Just for reference, I did a quick google search https://www.google.com/search?q=bbcode+lexer+php
Some code:
http://nbbc.sourceforge.net/
https://github.com/codeconsortium/CCDNComponentBBCode
https://packagist.org/search/?tags=lexer
a presentation:
http://www.slideshare.net/auroraeosrose/lexing-and-parsing

Re: BBC Parsing

Reply #179 – February 11, 2017, 04:48:40 pm

I'm not really sure what's best. There's some lexers out there for markdown that I might look into. Or, I might just skip the research part and adopt what's there now to create a tree.

I think a big change is to make the editor do a lot more.
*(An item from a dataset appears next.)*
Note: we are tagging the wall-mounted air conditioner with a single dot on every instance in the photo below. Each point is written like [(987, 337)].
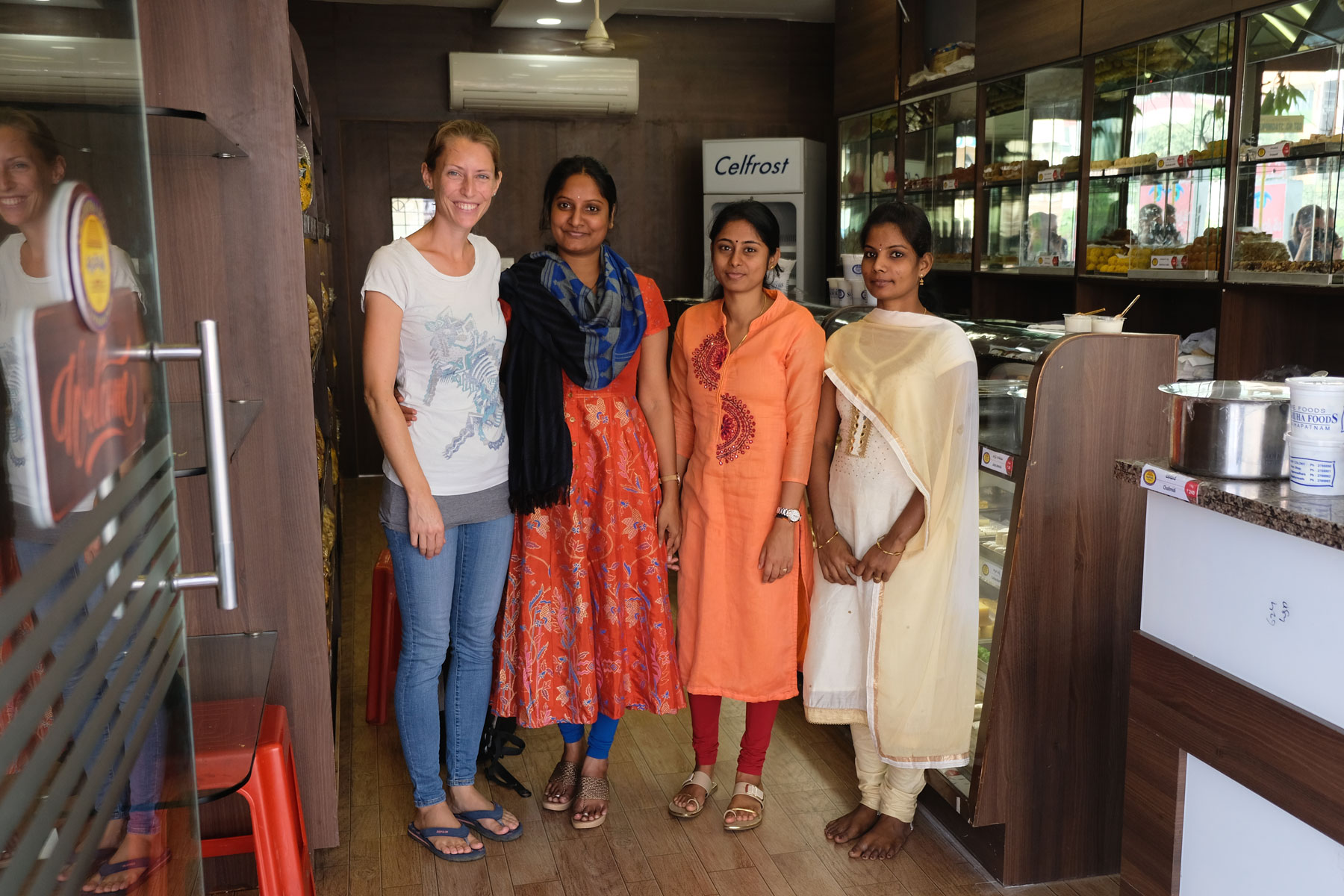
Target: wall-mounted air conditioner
[(544, 85)]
For instance, smileys should be input with a smiley/emoji tag. Then the parser could add/remove that. Something like:

Code: [Select]

// Tag added with the "preparser"
[emoji preparsed=1]:D[/emoji]
// Tag added by the user
[emoji]:D[/emoji]

Same goes for autolink. It would add the url tags around the url when you submit. It would add a flag that represents it was added by the parser so if the autolink was inside of a tag that shouldn't create a link from the url, it would just remove that.

Since this represent a larger size for the messages table, I think the messages should be compressed. Not the AST since that's getting pulled constantly and we don't want to have it use more CPU. The admin would have the option to choose which compression algorithm to choose but what it was actually compressed with would be determined by the message. Then admins can change compression algorithms without having to recompress their entire database at once.

Same would go for the serializer for the AST. It should be intelligent about what method is used to serialize. Most likely one of JSON, igbinary, PHP.